L’Unione Europea sta rafforzando il proprio ecosistema dei semiconduttori attraverso un significativo aumento degli investimenti pubblici e privati.

Secondo la Commissione, l’European Chips Act, adottato nel 2023, ha già stimolato oltre 80 miliardi di euro di investimenti nel settore, quasi il doppio rispetto ai 43 miliardi inizialmente previsti. Nonostante questo impulso, la quota europea della produzione globale di chip rimane intorno al 10%, mentre altri Paesi continuano a investire in misura analoga, in un contesto di forte competizione internazionale soprattutto nella produzione di microchip più avanzati destinati a data center, intelligenza artificiale e difesa.

L’obiettivo del Chips Act è rafforzare la capacità produttiva europea ed evitare il ripetersi delle interruzioni delle catene di approvvigionamento emerse durante la crisi dovuta al COVID-19, riportando in Europa parte della produzione di semiconduttori delocalizzata negli ultimi decenni.

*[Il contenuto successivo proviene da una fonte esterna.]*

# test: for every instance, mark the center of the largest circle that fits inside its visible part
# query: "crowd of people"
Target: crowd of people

Ad oggi, però, molti dei nuovi investimenti riguardano le linee pilota, la progettazione di chip e i Competence Center, mentre l’espansione della manifattura su scala industriale rappresenta un obiettivo di più lungo periodo. Tra le principali sfide figurano l’attrazione di ulteriori investimenti pubblici e privati, la disponibilità di manodopera qualificata, l’accesso alle materie prime e i costi energetici.

In Europa sono in fase di sviluppo diversi progetti industriali di rilievo, tra cui la European Semiconductor Manufacturing Company (ESMC), a Dresda: una nuova fabbrica destinata ai settori automotive, industriale e AI. L’impianto, che prevede un investimento superiore a 10 miliardi di euro, sta richiedendo lo status ufficiale di “Open EU Foundry” ai sensi del Chips Act. Accanto ai principali poli industriali, anche gli Stati membri di dimensioni più ridotte partecipano allo sviluppo dell’ecosistema europeo dei semiconduttori.

Nel complesso, l’Unione Europea mira a consolidare un ecosistema integrato che comprenda produzione, progettazione, ricerca e innovazione, con l’obiettivo di rafforzare la propria competitività globale nel settore dei semiconduttori.